At the time the deal was announced, Toia publicly commented that math left him no choice. Twenty-six of Chicago’s 50 City Council members have signed on as co-sponsors, meaning passage is near-certain. And Mayor Brandon Johnson has set passage of the bill as one of the key priorities of his new administration. Approval by the Council seemed inevitable.
The NRA did not share that resignation, a rare instance of the national group and a state affiliate not agreeing in their political stances.
"“If the Committee believes there are aspects of the current tip credit system that need changing, the National Restaurant Association and our members encourage the Committee to slow this legislation down so that we can have a thoughtful discussion about how we can work together," it asserted in its written comments. "We are committed to working with the Committee and the entire Council on ways that we can continue to strengthen Chicago’s restaurant industry for our employees, customers, neighborhoods, and operators.”
The measure had drawn opposition from outside the city because the industry feared the bill would trigger a domino effect. Already, the adjacent municipality of Evanston, Ill., has announced its leaders will consider a law similar to Chicago’s on Oct. 5, one day after the Windy City’s lawmakers are expected to vote.

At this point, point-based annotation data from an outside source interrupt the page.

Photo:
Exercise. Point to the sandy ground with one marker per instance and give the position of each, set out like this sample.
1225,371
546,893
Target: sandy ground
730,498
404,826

The main proponent of Chicago’s proposal is One Fair Wage, a labor advocacy group backed by the Service Employees International Union (SEIU). Before Evanston set a date for considering a copycat bill, One Fair Wage President Saru Jayaraman had addressed lawmakers there. According to local coverage, she told Evanston’s aldermen that passage of Chicago’s bill was a certainty. Unless they protect their city, she reportedly advised, servers and other restaurant employees would likely bolt for higher-paying jobs in the adjoining larger metropolis.

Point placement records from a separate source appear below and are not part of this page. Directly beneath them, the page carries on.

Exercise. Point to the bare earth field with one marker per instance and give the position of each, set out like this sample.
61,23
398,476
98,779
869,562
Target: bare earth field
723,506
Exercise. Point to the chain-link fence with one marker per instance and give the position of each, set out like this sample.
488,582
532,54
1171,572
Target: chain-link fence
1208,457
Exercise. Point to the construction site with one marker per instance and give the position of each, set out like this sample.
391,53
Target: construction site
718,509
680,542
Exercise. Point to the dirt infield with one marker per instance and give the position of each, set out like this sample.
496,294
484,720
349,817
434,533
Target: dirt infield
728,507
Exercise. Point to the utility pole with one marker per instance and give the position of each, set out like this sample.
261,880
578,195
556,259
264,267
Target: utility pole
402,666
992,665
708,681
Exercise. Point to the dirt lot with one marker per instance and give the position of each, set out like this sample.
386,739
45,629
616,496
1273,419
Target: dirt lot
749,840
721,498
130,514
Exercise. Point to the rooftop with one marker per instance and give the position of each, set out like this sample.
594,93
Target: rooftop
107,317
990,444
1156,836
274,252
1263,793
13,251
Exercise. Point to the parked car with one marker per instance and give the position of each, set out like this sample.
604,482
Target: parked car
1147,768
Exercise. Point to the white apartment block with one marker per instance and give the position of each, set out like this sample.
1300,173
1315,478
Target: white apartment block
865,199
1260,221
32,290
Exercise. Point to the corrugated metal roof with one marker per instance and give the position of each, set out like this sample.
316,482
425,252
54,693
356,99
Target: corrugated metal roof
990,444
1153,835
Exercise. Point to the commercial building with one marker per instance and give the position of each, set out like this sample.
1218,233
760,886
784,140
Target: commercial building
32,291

She subsequently told Eater Chicago that One Fair Wage would focus next on Boston and New York City.
Meanwhile, two local lawmakers in Montgomery County, Md., a heavily populated suburb of Washington, D.C., have said they plan to propose a phase-out of the jurisdiction’s tip credit there.
On Tuesday, U.S. Congresswoman Rashida Tlaib, a Michigan Democrat, re-introduced a showcase piece of federal legislation called the Restaurant Worker Bill of Rights. Among the standards it proposes for foodservice employees is a dissolution of the tip credit on a national level.
She readily acknowledged that she’s working with Restaurant Opportunity Centers, the union-supported advocacy group that Jayaraman previously led, to push the bill.
The NRA says it intends to be involved in every one of those fights.
"Restaurant operators, tipped servers, and the local dining scenes will suffer anywhere that the tip credit is eliminated," Sean Kennedy, EVP of public affairs for the national association, said in a comment submitted to Restaurant Business. "We are already seeing this play out in Washington, D.C., and want to ensure that no other communities suffer in the way everyone in D.C. are struggling with the change.” The nation's capital began the phase-out of its tip credit in May. Operators say the local market has been in chaos since Day One, with restaurateurs scrambling to offset their higher labor costs and consumers voicing shellshock over the service fees that many establishments have added to temper the impact. Patrons reportedly don't understand what a service fee is, why some are 3% and others 18%, and whether they should tip on top of the surcharge.
With the IRA withdrawing its opposition in Chicago, the proposal to kill the tip credit sailed through the Business Development Committe by a vote of 9-3, with two members abstaining. The full City Council is expected to begin hearings on Oct. 4, or two weeks from today, on whether to keep the break for restaurant employers.
In addition to the District of Columbia, seven states—California, Minnesota, Nevada, Washington, Oregon, Montana and Alaska—have banned the tip credit.
Updated: More information about the industry's reaction to the situation in Chicago has been added.